SBCL character IO has been always been rather slow, but after the Unicode support was added about a year ago it got even worse. To give an idea of how bad, reading and printing a 65MB (1.3 million lines) file line-by-line takes <1.5 seconds with Perl, 5-8 seconds with other Lisps that I have installed, and 15 seconds with SBCL 0.9.6. A pre-unicode SBCL takes about 7 seconds.
So I went hunting for some low-hanging fruit in (fd-)streams, and found quite a lot.
There were several places where the Unicode-induced separation of
(SIMPLE-ARRAY CHARACTER)had forced formerly inlined operations (stuff like
REPLACE, etc) to be replaced with a generic calls due to insufficient type information.
The addition of the
OUTPUT-NOTHINGrestart when trying to write a character into a stream with an incompatible external format was causing overhead on every iteration of some inner loops. Though I have a vague recollection that it was even worse at some point (creation of a restart on every iteration of the innermost loop) than it was now (establishing a catch tag on every iteration).
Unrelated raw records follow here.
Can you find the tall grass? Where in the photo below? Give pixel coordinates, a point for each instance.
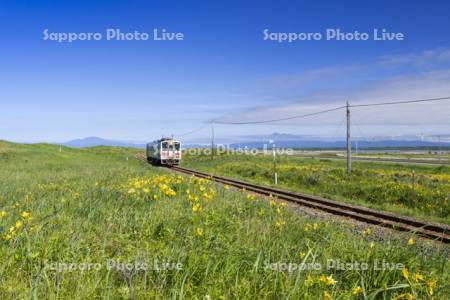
(418, 191)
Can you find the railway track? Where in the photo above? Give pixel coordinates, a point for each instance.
(438, 232)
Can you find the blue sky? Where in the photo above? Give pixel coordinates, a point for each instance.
(139, 90)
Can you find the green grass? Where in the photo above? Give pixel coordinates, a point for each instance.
(90, 206)
(417, 191)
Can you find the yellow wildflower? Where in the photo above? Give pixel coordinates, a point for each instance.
(196, 207)
(405, 272)
(309, 281)
(18, 224)
(430, 285)
(406, 296)
(25, 215)
(199, 231)
(330, 280)
(279, 224)
(418, 277)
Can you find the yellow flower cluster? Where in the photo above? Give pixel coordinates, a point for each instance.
(14, 230)
(311, 227)
(153, 187)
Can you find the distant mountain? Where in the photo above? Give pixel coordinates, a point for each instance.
(96, 141)
(310, 144)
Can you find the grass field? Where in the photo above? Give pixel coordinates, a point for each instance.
(88, 224)
(418, 191)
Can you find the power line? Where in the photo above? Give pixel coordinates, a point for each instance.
(280, 119)
(401, 102)
(193, 131)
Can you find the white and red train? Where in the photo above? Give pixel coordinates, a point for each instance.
(165, 151)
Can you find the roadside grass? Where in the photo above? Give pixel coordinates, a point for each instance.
(82, 224)
(417, 191)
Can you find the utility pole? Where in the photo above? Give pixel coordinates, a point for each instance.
(275, 163)
(440, 148)
(349, 142)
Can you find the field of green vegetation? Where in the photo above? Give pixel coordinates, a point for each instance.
(96, 223)
(413, 190)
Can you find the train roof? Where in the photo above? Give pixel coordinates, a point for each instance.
(165, 139)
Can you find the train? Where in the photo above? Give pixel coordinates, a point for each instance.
(165, 151)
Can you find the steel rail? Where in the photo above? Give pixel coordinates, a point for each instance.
(440, 232)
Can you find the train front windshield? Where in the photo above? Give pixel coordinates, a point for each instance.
(170, 146)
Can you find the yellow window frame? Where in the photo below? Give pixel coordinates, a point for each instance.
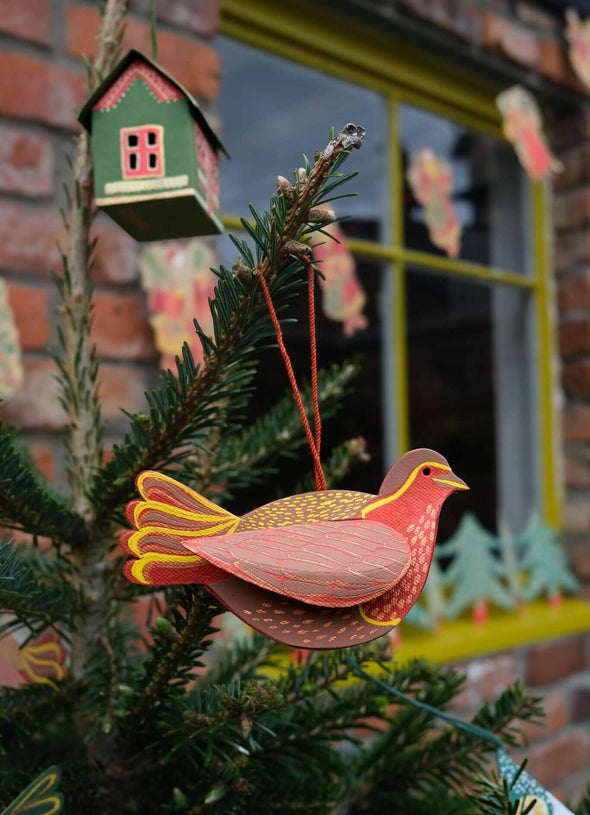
(305, 33)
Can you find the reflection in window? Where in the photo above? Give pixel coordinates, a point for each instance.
(273, 110)
(471, 391)
(490, 191)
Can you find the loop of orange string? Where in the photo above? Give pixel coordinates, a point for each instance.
(314, 441)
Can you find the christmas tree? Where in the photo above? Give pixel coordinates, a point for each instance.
(476, 572)
(139, 724)
(545, 563)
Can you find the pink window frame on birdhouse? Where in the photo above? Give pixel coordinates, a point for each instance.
(142, 151)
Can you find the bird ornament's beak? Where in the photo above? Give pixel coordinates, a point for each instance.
(450, 481)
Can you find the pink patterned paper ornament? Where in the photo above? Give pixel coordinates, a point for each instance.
(431, 180)
(343, 297)
(11, 371)
(41, 660)
(179, 281)
(577, 33)
(522, 127)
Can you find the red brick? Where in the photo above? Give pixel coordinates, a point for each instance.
(574, 337)
(571, 249)
(580, 559)
(509, 39)
(122, 386)
(27, 19)
(44, 459)
(555, 660)
(572, 209)
(577, 473)
(121, 329)
(576, 514)
(575, 378)
(115, 255)
(36, 404)
(551, 762)
(31, 315)
(199, 16)
(556, 717)
(39, 90)
(194, 65)
(486, 679)
(555, 65)
(576, 422)
(26, 163)
(29, 241)
(574, 292)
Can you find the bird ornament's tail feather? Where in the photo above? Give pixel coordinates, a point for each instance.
(169, 513)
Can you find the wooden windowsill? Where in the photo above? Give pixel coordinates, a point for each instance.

The input buffer for UTF-8 streams never received more than one character at a time.
READ-LINEwas fetching data from the internal input buffer character by character, instead of looking ahead for a newline and then copying a bigger batch of characters at once.
After fixing all of the above and doing some additional micro-optimizations SBCL now takes about 3.5 seconds, which isn't too bad. If you've been having IO performance troubles with SBCL, now might be a good time to test CVS SBCL.
One thing that I ran into and didn't have time to look at is that
SB-SYS:*STDIN* doesn't get a
CIN-BUFFER at all, and thus is still
painfully slow. If this is intentional, my guess is that
FD-STREAM-READ-N-BYTES doesn't play along well with line-buffering.